Monday, 20 September 2004 - 5:01pm |
Canterbury

Student agent

1 min read

Police Prosecutions are reviewing systems after a 21 year old woman, Jindi Liu, was able to leave the country after charges against her were withdrawn.

Fundamentally this was a communication error, says Inspector Gary Lennan, O/C Police Prosecutions, South Island.

"A mistake was made by the prosecutor concerned in relation to the name of the defendant who was called," he explains.

• Ms LIU was not scheduled to appear in Court on 25 August 2004, however she presented herself at Court and arranged for her case to be called.

• The Court List for the day on 25 August 2004, had a defendant with a very similar name to that of Ms LIU.

• When that name was called the prosecutor mistakenly thought that the file on the official court list was the one that had been called.

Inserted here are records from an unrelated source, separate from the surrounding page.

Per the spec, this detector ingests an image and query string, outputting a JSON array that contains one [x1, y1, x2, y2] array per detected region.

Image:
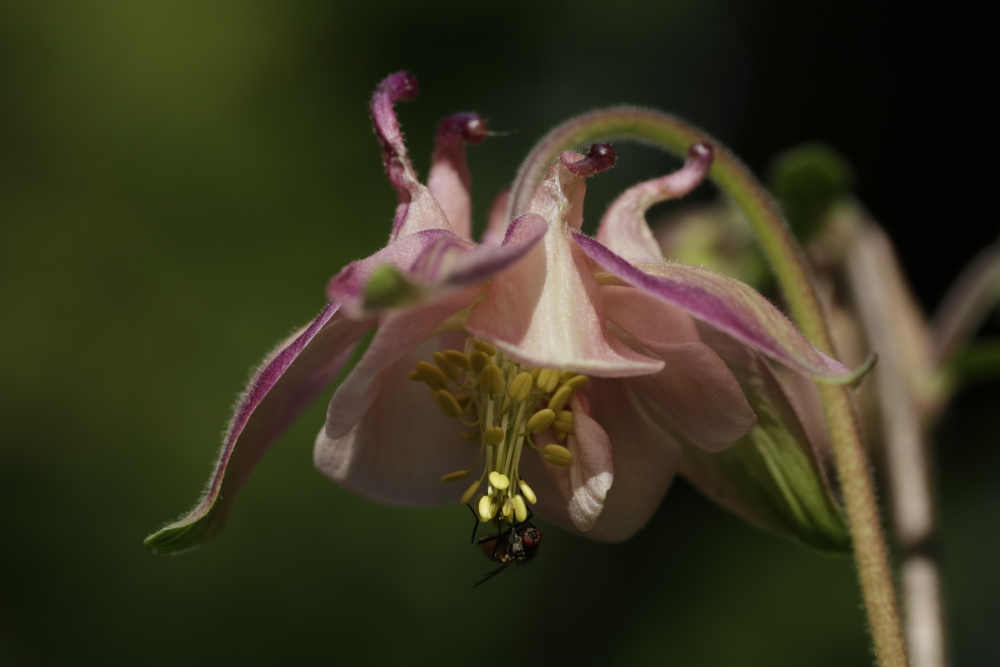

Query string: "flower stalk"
[[509, 107, 907, 667]]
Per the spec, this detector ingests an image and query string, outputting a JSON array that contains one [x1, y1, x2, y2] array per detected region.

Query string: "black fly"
[[472, 508, 542, 588]]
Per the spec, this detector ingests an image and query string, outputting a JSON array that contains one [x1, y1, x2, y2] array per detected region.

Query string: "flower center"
[[410, 337, 588, 525]]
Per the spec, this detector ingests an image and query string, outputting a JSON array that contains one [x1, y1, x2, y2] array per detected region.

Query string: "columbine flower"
[[147, 73, 848, 552]]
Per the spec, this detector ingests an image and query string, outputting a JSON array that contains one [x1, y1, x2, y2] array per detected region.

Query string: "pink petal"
[[680, 326, 850, 553], [483, 189, 510, 245], [327, 215, 545, 314], [573, 233, 853, 382], [597, 143, 712, 264], [316, 286, 482, 446], [314, 334, 478, 505], [601, 286, 757, 452], [146, 303, 373, 553], [427, 113, 489, 238], [371, 72, 455, 239], [467, 157, 662, 376], [521, 396, 615, 536], [584, 378, 683, 542]]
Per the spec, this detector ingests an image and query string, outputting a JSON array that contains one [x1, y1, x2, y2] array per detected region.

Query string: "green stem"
[[510, 107, 907, 667]]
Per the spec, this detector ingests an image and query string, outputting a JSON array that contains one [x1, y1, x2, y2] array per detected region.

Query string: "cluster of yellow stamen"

That file related to a defendant who faced a minor shoplifting matter.

• From that point Police prosecutions were referring to one defendant, as outlined on the file – whilst the Court was referring to another, Ms LIU.

• The charges then read out against Ms LIU were the minor charges that related to the other person,

• After disposal of those charges by way of Police diversion, Police withdrew the charges and the defendant was free to leave the court.

Inspector Gary Lennan, says that there were also systemic issues that contributed to this mistake.

"We are looking at our own processes and will be having discussions with the Courts to examine how we can prevent this from happening again," he says.

"To date we’ve focussed on what went wrong. We will determine what can be further done, if anything, in relation to Ms Liu’s offending."